The verifier implements an 11-step security chain:

  1. Timestamp freshness — reject stale requests (default: 5 min window)
  2. Signature recovery — derive agent address from ECDSA signature
  3. Agent key derivationzeroPad(address, 32) for on-chain lookup
  4. On-chain verificationisVerifiedAgent(agentKey) confirms human backing
  5. Provider check — ensures proof came from Self Protocol, not a third party
  6. Sybil resistance — limits agents per human (default: 1)
  7. Replay protection — reject duplicate (signature, timestamp) pairs
  8. Credential validation — verify ZK-attested credentials if configured
  9. Age verification — enforce minimum age from passport proof
  10. OFAC screening — verify agent passed sanctions screening
  11. Rate limiting — per-agent request throttling

Cross-Language Compatibility

This SDK is 100% compatible with the TypeScript SDK (@selfxyz/agent-sdk) and Python SDK (selfxyz-agent-sdk).

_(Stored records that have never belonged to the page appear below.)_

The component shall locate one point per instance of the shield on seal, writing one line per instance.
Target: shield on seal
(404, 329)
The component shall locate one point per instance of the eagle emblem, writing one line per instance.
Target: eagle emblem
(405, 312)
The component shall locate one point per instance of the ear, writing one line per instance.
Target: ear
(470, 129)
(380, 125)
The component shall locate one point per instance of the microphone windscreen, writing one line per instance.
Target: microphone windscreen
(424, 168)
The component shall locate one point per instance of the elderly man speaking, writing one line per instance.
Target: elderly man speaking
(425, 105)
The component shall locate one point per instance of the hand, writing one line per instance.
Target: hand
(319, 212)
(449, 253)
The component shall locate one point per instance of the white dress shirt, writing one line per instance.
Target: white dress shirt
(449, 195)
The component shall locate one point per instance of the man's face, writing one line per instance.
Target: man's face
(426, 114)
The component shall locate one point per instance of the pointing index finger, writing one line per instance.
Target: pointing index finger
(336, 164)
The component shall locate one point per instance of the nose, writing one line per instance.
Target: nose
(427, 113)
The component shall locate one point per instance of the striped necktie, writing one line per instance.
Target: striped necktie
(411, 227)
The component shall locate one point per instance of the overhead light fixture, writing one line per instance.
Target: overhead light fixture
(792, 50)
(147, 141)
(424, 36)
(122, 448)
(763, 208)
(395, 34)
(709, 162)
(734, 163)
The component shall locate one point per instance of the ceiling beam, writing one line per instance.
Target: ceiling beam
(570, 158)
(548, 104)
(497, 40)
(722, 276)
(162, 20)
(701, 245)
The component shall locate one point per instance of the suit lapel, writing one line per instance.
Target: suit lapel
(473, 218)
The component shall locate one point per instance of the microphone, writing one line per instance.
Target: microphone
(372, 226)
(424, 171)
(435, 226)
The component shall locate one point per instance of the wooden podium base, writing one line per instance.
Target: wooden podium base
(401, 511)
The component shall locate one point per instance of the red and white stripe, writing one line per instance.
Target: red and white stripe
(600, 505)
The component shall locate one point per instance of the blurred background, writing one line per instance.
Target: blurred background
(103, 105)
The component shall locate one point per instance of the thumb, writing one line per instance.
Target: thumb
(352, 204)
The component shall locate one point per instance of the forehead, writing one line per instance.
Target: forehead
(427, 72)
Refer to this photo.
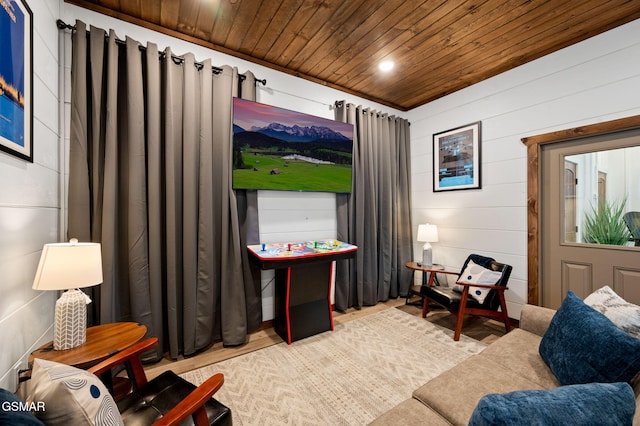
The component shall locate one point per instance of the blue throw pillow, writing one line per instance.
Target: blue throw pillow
(581, 345)
(15, 412)
(597, 404)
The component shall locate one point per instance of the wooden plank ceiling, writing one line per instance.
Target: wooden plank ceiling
(438, 46)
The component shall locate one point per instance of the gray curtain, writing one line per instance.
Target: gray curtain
(150, 179)
(376, 216)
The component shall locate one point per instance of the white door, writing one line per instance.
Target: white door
(570, 260)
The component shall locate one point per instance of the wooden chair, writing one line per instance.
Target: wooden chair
(460, 303)
(167, 399)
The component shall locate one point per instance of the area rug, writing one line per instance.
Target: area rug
(345, 377)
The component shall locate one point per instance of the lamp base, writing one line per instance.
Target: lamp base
(427, 255)
(70, 328)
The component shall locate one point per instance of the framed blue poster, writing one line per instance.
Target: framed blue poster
(16, 79)
(456, 158)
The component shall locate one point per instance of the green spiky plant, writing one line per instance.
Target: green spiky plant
(604, 224)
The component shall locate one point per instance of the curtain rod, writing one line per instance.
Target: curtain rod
(177, 59)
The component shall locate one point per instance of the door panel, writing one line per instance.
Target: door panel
(580, 267)
(576, 277)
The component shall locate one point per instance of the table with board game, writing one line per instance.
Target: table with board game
(303, 283)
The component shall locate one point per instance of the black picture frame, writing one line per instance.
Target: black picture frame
(457, 158)
(16, 79)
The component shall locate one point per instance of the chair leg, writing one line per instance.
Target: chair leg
(503, 308)
(461, 309)
(425, 306)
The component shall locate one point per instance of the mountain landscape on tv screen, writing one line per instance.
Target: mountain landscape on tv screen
(284, 155)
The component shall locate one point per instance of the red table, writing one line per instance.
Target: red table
(303, 284)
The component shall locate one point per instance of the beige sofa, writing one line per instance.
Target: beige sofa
(509, 364)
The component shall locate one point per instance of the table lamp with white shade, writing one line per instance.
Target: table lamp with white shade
(427, 234)
(69, 266)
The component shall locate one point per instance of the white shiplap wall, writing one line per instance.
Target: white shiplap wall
(594, 81)
(30, 208)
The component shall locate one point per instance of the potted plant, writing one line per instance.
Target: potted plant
(604, 224)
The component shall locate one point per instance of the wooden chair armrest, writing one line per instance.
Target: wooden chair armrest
(495, 287)
(131, 357)
(193, 404)
(442, 271)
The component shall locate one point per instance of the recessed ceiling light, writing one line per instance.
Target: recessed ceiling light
(386, 66)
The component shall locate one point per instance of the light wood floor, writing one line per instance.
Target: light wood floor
(482, 329)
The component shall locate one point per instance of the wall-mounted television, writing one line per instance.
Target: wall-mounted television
(279, 149)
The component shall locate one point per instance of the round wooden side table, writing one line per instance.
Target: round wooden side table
(102, 342)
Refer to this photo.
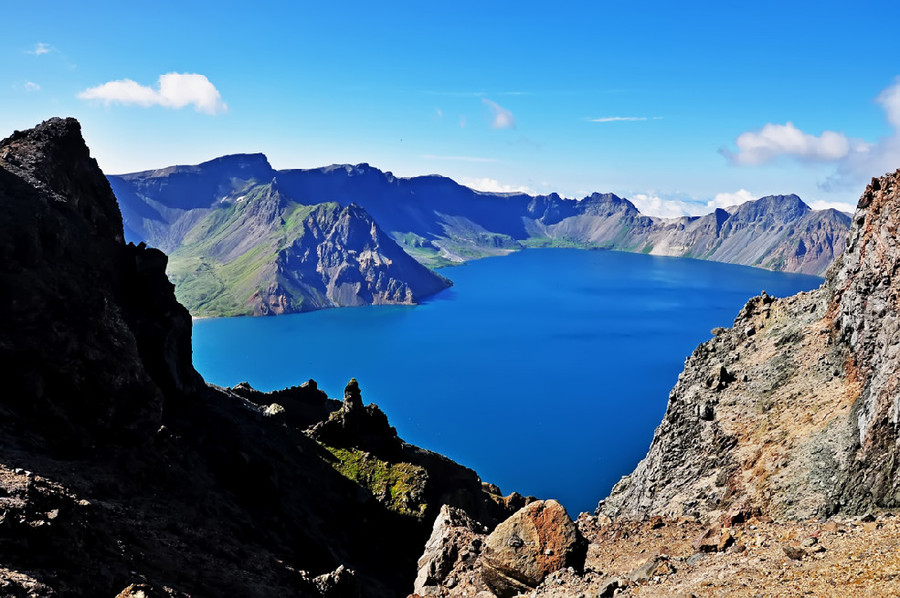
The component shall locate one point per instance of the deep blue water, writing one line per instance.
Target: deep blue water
(546, 370)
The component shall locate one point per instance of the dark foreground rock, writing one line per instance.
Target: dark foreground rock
(464, 558)
(123, 473)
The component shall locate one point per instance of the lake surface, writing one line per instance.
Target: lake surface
(546, 370)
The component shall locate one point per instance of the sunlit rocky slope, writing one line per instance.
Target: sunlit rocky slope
(774, 471)
(121, 470)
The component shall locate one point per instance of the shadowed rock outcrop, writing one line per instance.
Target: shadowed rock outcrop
(809, 425)
(123, 472)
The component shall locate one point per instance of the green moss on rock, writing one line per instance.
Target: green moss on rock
(399, 486)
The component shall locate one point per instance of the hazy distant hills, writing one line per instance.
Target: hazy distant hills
(246, 238)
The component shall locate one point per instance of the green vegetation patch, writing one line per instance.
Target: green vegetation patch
(398, 486)
(540, 242)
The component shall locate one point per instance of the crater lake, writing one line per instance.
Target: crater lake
(546, 371)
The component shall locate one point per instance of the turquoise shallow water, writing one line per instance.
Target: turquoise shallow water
(546, 370)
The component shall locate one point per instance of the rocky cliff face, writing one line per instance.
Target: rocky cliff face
(794, 411)
(121, 468)
(63, 256)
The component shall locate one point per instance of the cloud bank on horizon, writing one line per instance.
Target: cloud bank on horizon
(174, 90)
(546, 102)
(853, 158)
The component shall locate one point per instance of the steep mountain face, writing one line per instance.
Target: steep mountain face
(794, 411)
(160, 206)
(121, 468)
(440, 222)
(260, 253)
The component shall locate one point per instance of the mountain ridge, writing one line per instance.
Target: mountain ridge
(440, 222)
(123, 473)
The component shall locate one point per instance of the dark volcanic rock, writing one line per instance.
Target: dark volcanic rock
(122, 472)
(88, 324)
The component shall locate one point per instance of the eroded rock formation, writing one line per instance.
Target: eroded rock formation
(123, 472)
(809, 424)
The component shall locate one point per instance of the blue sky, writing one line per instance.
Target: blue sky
(676, 106)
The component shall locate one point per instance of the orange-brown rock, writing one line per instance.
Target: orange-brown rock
(537, 540)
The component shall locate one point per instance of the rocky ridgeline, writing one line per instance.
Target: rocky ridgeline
(790, 415)
(237, 244)
(123, 472)
(794, 411)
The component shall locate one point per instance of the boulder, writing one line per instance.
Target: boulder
(537, 540)
(455, 541)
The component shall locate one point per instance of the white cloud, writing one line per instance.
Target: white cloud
(459, 158)
(41, 48)
(614, 119)
(890, 101)
(493, 186)
(726, 200)
(502, 118)
(774, 141)
(174, 90)
(651, 204)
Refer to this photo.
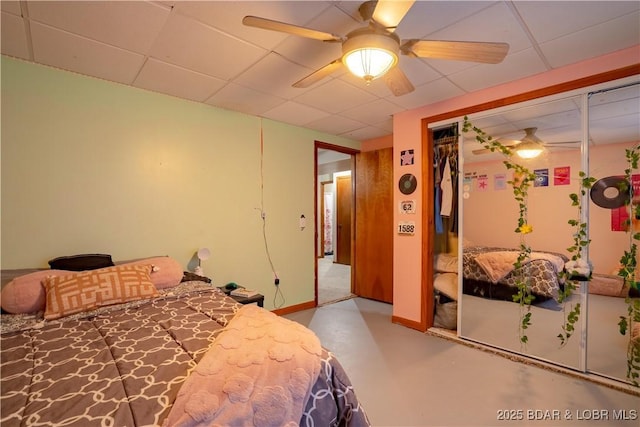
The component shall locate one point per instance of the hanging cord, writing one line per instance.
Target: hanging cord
(263, 216)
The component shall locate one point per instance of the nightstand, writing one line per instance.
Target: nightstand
(259, 298)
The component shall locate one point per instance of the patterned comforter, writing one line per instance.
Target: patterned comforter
(542, 276)
(124, 365)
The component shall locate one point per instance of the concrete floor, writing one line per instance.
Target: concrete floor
(407, 378)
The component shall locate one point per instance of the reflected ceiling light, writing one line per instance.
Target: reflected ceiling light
(531, 146)
(529, 149)
(369, 55)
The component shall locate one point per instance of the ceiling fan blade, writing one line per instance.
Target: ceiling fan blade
(389, 13)
(507, 143)
(561, 143)
(398, 82)
(319, 74)
(481, 151)
(268, 24)
(485, 52)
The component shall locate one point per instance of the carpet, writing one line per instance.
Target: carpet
(608, 285)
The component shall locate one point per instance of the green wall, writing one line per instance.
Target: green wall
(90, 166)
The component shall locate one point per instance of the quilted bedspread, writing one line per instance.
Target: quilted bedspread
(124, 365)
(542, 270)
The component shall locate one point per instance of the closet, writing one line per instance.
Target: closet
(445, 225)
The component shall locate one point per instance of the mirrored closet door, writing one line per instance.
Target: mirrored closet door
(587, 130)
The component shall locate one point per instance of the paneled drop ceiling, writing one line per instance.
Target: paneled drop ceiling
(201, 51)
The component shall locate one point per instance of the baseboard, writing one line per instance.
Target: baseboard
(294, 308)
(409, 323)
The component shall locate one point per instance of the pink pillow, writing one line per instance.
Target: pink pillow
(25, 294)
(166, 272)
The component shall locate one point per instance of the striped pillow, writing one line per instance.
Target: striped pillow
(74, 293)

All three produce byte-identical signatures and userDefinedData payloads for the same inputs.

Run Tests

cargo test

Integration tests (require network access, skipped by default):

cargo test -- --ignored

Networks

Network Registry Chain ID
Mainnet (Celo) 0xaC3DF9ABf80d0F5c020C06B04Cced27763355944 42220
Testnet (Celo Sepolia) 0x043DaCac8b0771DD5b444bCC88f2f8BBDBEdd379 11142220

License

Business Source License 1.1 (BUSL-1.1). See ../LICENSE.